I was reviewing the calculation for adjusting pension beta and noticed they don’t seem to take the firm’s debt into account when doing the calculation. They do risk free + beta(risk premium) = WACC Why don’t you include the firm’s debt when calculating WACC?

It assumes that the beta of debt is 0.

and yes forget that formula we learned last year where you take the %'s and after tax cost of debt. that doesnt exist on this Level.

just CAPM the WACC

no WACC, no CAPM.

They are talking about using the calculated operating beta to determine they WACC for decision purposes. They talk about debt in the qualitative material, but its not included in the WACC calculation. It makes no sense to me, but if that’s the way its calculated that’s what I’ll do during the exam

This section makes no sense to be too. The interaction between operating beta, equity beta and pension beta appears to be highly abstract. Not enough examples to figure out how to apply in real life (as if the rest of the text can be applied in real life … haha)
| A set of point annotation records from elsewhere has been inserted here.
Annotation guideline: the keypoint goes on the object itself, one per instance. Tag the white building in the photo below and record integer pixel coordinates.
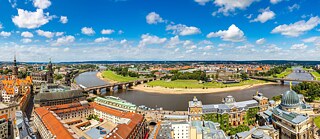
(181, 130)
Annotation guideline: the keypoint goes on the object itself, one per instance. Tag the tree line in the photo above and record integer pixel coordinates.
(195, 75)
(273, 71)
(310, 90)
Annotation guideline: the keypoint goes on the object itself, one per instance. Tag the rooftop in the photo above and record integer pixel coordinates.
(53, 124)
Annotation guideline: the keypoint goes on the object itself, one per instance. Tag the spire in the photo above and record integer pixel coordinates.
(15, 68)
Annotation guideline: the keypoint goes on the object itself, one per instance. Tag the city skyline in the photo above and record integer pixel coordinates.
(159, 30)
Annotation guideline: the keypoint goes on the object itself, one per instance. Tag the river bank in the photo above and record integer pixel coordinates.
(99, 75)
(163, 90)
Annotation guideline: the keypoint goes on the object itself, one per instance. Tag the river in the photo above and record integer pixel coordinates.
(179, 102)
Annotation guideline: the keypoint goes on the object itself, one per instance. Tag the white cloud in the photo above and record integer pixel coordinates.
(294, 7)
(27, 34)
(233, 34)
(202, 2)
(261, 41)
(154, 18)
(173, 42)
(102, 39)
(147, 39)
(107, 31)
(31, 20)
(59, 34)
(275, 1)
(26, 40)
(13, 3)
(63, 19)
(272, 49)
(124, 41)
(300, 46)
(315, 40)
(227, 6)
(265, 15)
(87, 31)
(120, 32)
(208, 47)
(183, 30)
(41, 4)
(64, 40)
(46, 34)
(244, 47)
(66, 49)
(297, 28)
(5, 34)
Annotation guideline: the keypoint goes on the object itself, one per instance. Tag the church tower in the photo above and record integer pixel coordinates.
(15, 69)
(50, 73)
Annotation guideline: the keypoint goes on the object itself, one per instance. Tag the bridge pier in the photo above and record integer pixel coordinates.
(98, 91)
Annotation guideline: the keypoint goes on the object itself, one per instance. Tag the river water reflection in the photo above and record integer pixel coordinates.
(175, 101)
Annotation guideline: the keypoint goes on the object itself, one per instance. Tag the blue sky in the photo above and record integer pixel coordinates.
(81, 30)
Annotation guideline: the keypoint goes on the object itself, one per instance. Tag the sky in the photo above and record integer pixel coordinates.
(136, 30)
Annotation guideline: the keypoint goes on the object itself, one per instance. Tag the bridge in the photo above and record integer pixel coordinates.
(281, 80)
(115, 86)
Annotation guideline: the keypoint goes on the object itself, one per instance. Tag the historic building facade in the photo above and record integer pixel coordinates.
(262, 100)
(49, 120)
(195, 109)
(291, 117)
(229, 114)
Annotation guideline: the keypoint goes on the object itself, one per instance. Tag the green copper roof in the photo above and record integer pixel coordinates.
(115, 100)
(290, 99)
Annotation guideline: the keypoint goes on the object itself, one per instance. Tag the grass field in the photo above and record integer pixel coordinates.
(317, 121)
(316, 75)
(109, 75)
(196, 84)
(284, 74)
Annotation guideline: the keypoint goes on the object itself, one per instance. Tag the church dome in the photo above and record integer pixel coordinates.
(290, 99)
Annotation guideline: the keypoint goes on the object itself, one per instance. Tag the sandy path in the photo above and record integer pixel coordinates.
(163, 90)
(99, 75)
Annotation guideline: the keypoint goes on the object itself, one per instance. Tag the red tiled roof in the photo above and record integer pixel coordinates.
(53, 124)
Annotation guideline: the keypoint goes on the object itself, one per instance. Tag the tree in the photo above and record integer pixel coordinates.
(244, 76)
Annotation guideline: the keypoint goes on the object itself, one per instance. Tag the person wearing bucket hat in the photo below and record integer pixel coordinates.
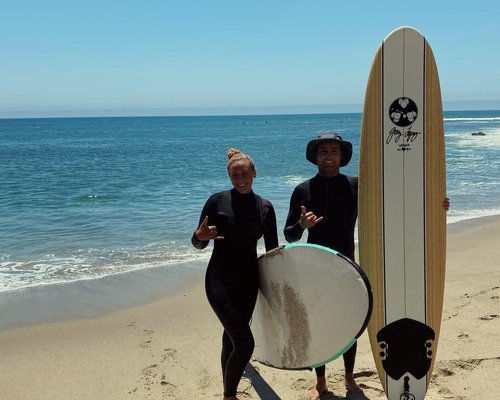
(326, 205)
(345, 147)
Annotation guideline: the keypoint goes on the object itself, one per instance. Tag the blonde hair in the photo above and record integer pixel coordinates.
(234, 155)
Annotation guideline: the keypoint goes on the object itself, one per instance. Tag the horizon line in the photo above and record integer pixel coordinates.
(354, 108)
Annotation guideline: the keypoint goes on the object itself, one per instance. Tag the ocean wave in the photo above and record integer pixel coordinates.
(93, 263)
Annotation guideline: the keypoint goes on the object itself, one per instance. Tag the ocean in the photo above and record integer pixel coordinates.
(85, 198)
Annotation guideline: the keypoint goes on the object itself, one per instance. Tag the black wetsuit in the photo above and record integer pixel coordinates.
(231, 280)
(334, 199)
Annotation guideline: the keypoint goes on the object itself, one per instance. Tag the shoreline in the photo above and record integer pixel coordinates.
(169, 348)
(91, 298)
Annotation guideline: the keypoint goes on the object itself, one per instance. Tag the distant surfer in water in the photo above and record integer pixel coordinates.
(326, 205)
(235, 219)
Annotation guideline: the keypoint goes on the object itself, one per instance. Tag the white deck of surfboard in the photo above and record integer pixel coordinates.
(311, 306)
(404, 244)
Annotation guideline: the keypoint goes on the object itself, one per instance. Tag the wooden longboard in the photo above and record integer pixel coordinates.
(313, 303)
(402, 221)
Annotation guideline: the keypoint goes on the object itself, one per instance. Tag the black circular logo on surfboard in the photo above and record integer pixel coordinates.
(403, 111)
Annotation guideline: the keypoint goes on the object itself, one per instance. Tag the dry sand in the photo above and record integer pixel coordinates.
(169, 348)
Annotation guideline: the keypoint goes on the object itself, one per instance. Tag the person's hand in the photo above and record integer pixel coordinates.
(446, 204)
(206, 232)
(308, 219)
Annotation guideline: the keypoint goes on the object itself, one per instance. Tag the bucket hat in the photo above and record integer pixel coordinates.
(345, 147)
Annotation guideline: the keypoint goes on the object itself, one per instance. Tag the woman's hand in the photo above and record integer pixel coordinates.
(206, 232)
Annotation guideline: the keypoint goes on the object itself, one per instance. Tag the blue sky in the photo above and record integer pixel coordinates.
(170, 57)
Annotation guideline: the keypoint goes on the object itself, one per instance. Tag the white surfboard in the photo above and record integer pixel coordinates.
(402, 221)
(313, 304)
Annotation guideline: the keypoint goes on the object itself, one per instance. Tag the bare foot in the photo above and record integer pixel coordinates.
(320, 389)
(351, 385)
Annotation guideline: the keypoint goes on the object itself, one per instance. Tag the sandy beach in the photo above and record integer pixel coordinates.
(169, 348)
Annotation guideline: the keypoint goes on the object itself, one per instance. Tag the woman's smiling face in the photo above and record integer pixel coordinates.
(241, 175)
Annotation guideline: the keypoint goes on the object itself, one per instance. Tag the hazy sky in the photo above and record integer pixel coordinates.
(164, 57)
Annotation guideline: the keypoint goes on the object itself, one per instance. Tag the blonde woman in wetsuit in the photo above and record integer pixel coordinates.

ditto. It assumes that a change of one variable[pension asset beta] affects another variable only…In reality, it’s different story.

debt is always factored but the BETA is 0. Therefore it doesn`t come into play. Doesn`

t mean you don`t consider it beacuset he operating assets and are increased on both the equity side AND the debt side to adjust the % of assets to equity. WACC= Rf + adjusted beta(EP).